GeoDecisions was a key partner in the design, development, deployment, and user training for Project ATLAS, working hand in hand with the North Carolina Department of Information Technology-Transportation (NCDIT-T) and DOT business experts to deliver the system. ATLAS enables NCDOT to streamline transportation project development using GIS data and applications.
“ATLAS stands for Advancing Transportation through Linkages, Automation, and Screening,” noted LeiLani Paugh, NCDOT’s ATLAS project manager. “As the acronym suggests, the objectives were to create linkages across data silos and systems; to increase efficiency by automating project data, document storage, and program analysis; and to inform scopes, schedules, and budgets through GIS screening of project characteristics and effects.”

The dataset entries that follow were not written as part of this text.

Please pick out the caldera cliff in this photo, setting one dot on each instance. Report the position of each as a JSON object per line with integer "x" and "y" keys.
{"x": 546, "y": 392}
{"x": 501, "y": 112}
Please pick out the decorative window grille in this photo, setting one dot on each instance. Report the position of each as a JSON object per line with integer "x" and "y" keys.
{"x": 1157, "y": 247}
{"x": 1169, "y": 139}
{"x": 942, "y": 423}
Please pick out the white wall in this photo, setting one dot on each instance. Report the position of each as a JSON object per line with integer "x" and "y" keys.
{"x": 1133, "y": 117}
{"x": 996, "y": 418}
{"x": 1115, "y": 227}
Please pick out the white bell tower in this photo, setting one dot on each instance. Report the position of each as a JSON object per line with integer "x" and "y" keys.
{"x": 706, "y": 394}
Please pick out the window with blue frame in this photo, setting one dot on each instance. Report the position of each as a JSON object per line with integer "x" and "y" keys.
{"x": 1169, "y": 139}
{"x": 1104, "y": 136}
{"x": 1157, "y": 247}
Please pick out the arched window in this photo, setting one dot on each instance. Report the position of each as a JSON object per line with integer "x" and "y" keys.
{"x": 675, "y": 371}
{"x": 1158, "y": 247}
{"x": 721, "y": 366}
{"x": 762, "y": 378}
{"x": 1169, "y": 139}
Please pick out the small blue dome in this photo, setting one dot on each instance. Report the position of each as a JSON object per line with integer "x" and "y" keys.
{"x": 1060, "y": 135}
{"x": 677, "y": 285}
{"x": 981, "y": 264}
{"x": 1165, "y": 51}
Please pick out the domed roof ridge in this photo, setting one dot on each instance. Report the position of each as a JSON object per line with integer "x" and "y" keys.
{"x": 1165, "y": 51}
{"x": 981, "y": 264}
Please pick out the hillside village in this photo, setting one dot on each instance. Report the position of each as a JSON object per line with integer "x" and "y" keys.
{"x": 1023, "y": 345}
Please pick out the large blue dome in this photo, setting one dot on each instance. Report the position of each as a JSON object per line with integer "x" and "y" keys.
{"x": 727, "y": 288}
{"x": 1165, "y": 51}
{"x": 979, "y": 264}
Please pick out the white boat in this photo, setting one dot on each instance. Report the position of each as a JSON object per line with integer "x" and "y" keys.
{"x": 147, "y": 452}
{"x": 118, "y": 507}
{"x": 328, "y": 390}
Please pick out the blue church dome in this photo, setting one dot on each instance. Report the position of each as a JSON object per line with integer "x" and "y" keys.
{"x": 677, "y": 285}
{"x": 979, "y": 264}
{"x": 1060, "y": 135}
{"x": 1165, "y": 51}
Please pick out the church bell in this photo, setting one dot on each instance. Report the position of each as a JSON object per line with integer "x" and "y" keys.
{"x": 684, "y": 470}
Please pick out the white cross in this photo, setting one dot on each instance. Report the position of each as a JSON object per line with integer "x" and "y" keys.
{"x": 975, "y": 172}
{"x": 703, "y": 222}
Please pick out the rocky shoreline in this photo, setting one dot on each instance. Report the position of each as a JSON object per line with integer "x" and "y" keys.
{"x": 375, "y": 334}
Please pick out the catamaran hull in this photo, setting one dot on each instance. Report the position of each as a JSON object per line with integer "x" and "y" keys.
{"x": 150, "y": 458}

Project ATLAS compiles more than 600 GIS layers and provides four web applications for DOT staff, consultants, and external partners. Its Search Tool is a one-stop shop for project development-related GIS data. The Screening Tool allows users to evaluate project study areas. The ATLAS Workbench captures key project information and provides a user-friendly web map. The ATLAS Admin Tool allows for the easy administration of ArcGIS Portal users and groups by NCDOT business owners and enables subject matter experts to update and maintain more than 800 GIS web services and associated metadata.
Since its implementation, ATLAS has decreased the fieldwork required to obtain environmental permits on time for grant-funded broadband transportation projects and improved spatial data quality and availability on behalf of agencies outside of NCDOT. It has also helped identify new technologies and ideas to support NCDOT business units and divisions.
“ATLAS is exemplary,” Paugh said, “because it paired DOT business experts with GIS and IT technical professionals to design a robust suite of GIS enterprise applications and data to support NCDOT operations and business intelligence for years into the future.”
Each year, the URISA ESIG awards program recognizes the effective application of geospatial technologies and data that result in improved government service delivery and increased benefits to citizens. The international competition is open to all public agencies at the local, regional, state/provincial, and federal levels.